Al día siguiente, todos los de la
clase, la mayoría de los maestros, y todas las amistades,
familias y allegados, entraron en las redes sociales,
contaron su historia, y las redes sociales las multiplicaron
y difundieron por el planeta, y enviaron cartas, quejas y
solicitudes y le pidieron explicaciones a la sociedad de
autores, a los adaptadores y al mundo en general. Y se creó
un batiburrillo de mensajes, un tinglado de opiniones y
comentarios, un entramado mundial de chascarrillos, burlas y
habladurías hacia la sociedad de autores que ésta dio marcha
atrás, no sin advertir públicamente que la representación
era una ilegalidad, sobre todo si se hacía en local
diferente a un centro educativo y que, de repetirse, los
infractores, por muy inspectores que fueran, debían atenerse
a las consecuencias. El texto entrecomillado en la prensa
local, del que se hicieron eco varios diarios nacionales y
alguno internacional, no dejaba lugar a dudas de que la
frías mazmorras o el fuego eterno pudieran acoger en el
futuro a quienes, sin solicitar permiso ni abonar tasas,
volvieran a repetir la torpeza de llevar a las tablas una
obra registrada en la sociedad de autores.

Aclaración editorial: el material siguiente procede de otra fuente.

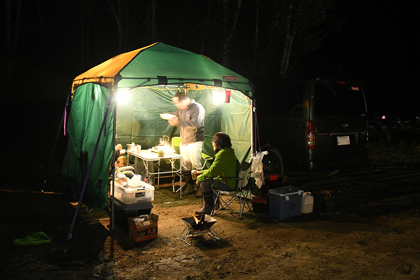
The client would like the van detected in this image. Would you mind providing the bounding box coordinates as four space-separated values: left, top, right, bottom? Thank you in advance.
257 78 368 175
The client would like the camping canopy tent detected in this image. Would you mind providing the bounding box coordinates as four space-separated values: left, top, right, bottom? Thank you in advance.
62 42 254 209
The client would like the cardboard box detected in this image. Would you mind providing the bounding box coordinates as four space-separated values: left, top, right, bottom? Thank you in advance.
128 214 159 242
269 186 303 220
115 156 127 167
111 181 155 204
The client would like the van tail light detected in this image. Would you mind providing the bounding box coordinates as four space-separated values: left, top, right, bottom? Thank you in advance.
305 120 315 149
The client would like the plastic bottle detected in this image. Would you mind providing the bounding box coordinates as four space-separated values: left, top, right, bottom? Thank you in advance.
301 192 314 214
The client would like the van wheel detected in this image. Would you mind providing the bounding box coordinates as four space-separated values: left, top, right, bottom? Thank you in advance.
262 149 284 175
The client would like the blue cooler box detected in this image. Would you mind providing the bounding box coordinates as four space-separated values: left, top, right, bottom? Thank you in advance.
268 186 303 220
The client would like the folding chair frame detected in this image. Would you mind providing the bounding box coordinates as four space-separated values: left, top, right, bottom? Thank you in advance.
210 186 252 219
210 162 252 219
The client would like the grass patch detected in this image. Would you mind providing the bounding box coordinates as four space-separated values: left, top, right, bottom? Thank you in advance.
369 130 420 163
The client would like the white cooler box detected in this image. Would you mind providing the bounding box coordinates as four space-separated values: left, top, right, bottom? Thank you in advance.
111 182 155 204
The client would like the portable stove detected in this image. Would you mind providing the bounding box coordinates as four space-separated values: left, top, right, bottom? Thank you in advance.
179 215 221 246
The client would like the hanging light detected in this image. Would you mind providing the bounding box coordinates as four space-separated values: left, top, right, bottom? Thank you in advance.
212 88 225 105
116 88 130 104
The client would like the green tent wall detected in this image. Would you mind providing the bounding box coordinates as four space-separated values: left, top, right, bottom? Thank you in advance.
62 43 253 210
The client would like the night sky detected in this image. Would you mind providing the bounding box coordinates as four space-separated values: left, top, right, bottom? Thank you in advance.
1 0 420 133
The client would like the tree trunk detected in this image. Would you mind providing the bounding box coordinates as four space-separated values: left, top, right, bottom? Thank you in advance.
152 0 157 42
200 1 213 54
280 4 296 79
252 0 260 78
222 0 242 68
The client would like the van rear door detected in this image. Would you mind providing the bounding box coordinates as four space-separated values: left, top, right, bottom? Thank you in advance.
308 81 367 170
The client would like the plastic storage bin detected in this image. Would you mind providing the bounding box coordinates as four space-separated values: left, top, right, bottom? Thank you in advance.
114 197 153 230
269 186 303 220
111 182 155 204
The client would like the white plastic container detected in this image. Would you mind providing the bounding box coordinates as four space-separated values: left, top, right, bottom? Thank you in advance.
111 181 155 204
301 192 314 214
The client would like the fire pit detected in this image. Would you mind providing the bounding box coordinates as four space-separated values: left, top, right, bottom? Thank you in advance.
179 215 220 246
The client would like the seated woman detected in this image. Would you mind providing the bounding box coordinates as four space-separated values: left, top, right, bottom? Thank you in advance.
194 132 240 215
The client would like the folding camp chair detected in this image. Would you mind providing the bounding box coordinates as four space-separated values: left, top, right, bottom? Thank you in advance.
210 162 252 219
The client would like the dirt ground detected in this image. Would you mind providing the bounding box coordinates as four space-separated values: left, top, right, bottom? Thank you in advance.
0 163 420 279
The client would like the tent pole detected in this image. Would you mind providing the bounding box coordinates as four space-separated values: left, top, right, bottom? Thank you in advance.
111 88 117 229
41 94 70 192
67 94 115 241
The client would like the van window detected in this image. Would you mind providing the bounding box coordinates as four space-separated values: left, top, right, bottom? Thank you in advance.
314 85 366 117
277 85 304 118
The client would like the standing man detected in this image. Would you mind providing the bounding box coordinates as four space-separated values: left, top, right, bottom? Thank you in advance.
168 92 205 197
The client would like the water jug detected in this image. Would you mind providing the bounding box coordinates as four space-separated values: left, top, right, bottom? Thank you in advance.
301 192 314 214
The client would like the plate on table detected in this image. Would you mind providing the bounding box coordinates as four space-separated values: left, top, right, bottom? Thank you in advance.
160 114 175 120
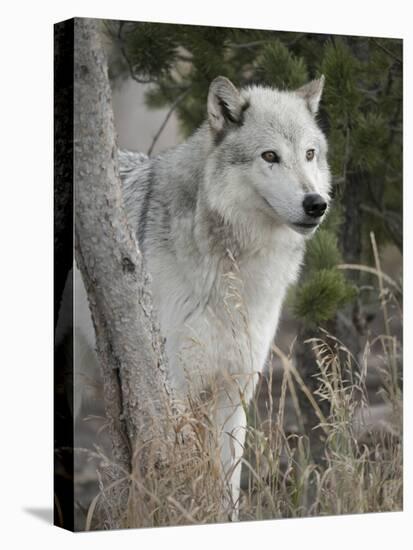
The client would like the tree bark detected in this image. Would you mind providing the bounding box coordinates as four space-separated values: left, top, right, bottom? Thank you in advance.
74 19 171 527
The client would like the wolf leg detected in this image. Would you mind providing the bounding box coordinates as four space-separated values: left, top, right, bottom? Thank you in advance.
217 394 247 521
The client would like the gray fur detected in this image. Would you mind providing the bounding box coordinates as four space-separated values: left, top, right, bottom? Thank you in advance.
119 77 330 515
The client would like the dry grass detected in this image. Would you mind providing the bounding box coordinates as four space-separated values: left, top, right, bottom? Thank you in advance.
82 237 403 529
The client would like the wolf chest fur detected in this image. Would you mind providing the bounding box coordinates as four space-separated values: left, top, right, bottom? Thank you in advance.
119 77 330 517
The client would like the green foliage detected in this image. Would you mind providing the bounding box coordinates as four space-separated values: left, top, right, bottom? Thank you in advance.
255 40 308 89
294 269 356 325
107 22 403 324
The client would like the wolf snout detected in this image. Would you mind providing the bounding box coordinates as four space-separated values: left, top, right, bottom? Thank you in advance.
303 193 327 218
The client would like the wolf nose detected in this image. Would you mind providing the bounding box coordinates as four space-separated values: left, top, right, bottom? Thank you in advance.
303 193 327 218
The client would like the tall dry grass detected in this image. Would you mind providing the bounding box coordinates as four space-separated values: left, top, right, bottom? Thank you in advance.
85 236 403 529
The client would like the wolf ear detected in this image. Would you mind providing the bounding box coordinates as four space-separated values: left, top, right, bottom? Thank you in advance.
295 75 325 115
207 76 245 132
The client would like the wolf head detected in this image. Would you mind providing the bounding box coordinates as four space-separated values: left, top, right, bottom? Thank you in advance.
206 77 330 235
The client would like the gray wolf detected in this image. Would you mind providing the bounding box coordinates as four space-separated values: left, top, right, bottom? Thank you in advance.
119 77 330 518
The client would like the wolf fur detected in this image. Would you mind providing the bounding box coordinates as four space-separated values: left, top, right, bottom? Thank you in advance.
119 77 330 517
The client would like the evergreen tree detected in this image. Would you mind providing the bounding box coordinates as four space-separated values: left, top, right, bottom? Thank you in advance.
106 22 403 458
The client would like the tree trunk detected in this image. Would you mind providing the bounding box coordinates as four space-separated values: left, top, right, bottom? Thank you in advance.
74 19 171 527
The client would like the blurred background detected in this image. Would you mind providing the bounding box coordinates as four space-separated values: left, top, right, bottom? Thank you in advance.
68 21 403 529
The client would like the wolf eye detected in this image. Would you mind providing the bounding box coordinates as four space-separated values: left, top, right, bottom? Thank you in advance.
305 149 315 161
261 151 281 162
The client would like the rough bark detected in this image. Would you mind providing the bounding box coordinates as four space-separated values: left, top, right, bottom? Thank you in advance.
74 19 170 526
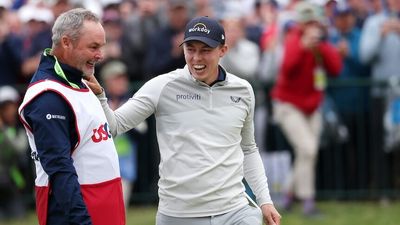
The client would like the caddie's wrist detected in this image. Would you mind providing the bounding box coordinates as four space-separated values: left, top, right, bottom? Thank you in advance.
95 86 104 95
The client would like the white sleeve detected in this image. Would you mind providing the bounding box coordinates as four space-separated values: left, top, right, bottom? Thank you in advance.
97 75 164 136
243 151 273 206
241 82 273 206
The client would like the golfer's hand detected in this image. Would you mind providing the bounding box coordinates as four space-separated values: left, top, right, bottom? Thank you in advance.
83 75 103 95
261 204 282 225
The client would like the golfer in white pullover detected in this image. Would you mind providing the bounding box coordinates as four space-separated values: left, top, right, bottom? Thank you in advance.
88 17 281 225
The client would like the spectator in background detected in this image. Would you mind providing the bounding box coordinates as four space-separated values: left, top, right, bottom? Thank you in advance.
102 4 125 61
121 0 165 81
100 59 147 208
360 0 400 193
0 85 29 221
220 8 260 81
145 0 190 79
0 7 22 85
258 0 285 84
344 0 370 29
327 3 370 189
271 1 342 216
193 0 215 17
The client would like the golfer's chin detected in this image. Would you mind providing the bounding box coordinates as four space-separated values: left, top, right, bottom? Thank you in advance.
82 70 94 78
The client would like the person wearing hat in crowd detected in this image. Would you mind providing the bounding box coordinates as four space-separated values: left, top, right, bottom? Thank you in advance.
88 17 281 225
271 1 342 216
19 8 125 225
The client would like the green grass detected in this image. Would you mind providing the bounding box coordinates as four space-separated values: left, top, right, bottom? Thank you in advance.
0 201 400 225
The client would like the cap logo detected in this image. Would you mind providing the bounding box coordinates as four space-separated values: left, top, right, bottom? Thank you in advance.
189 23 210 34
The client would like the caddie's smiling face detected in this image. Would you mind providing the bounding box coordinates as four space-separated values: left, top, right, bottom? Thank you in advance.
183 41 227 85
64 21 106 76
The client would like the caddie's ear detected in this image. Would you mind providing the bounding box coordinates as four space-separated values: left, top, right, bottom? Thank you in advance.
60 35 72 49
217 44 228 58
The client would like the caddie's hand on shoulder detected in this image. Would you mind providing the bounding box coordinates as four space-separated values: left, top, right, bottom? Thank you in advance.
83 74 103 95
261 204 282 225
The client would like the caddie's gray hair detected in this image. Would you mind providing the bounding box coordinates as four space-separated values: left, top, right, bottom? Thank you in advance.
51 8 101 48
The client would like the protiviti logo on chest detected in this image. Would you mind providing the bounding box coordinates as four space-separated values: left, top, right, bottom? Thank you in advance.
176 94 201 101
189 23 210 34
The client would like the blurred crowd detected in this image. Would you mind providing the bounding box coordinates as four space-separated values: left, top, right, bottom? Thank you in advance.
0 0 400 219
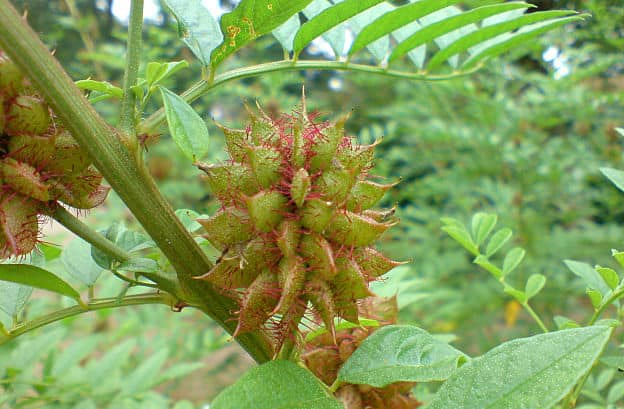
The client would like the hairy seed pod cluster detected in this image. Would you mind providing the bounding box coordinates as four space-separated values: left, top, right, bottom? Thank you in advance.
0 50 109 258
301 297 421 409
198 94 400 345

La inspectora, doña Josefina, pudo
dormir tranquila esa noche, a la espera del próximo
sobresalto, no sin advertir a Doncarlosmari que era la
última vez que sucedía tal cosa.
Doña Purita, sensata, decidió que la
próxima vez ella misma adaptaría los textos «para ese viaje
no se necesitan alforjas», se dijo, y evitamos problemas.
Y los protagonistas vivieron con sus
recuerdos, en los que predominaba una familia que vendía las
aceitunas que no habían sido plantadas y una sociedad de
autores que vive también de la venta de las aceitunas que
otros han sembrado, cuidado, recolectado y aliñado.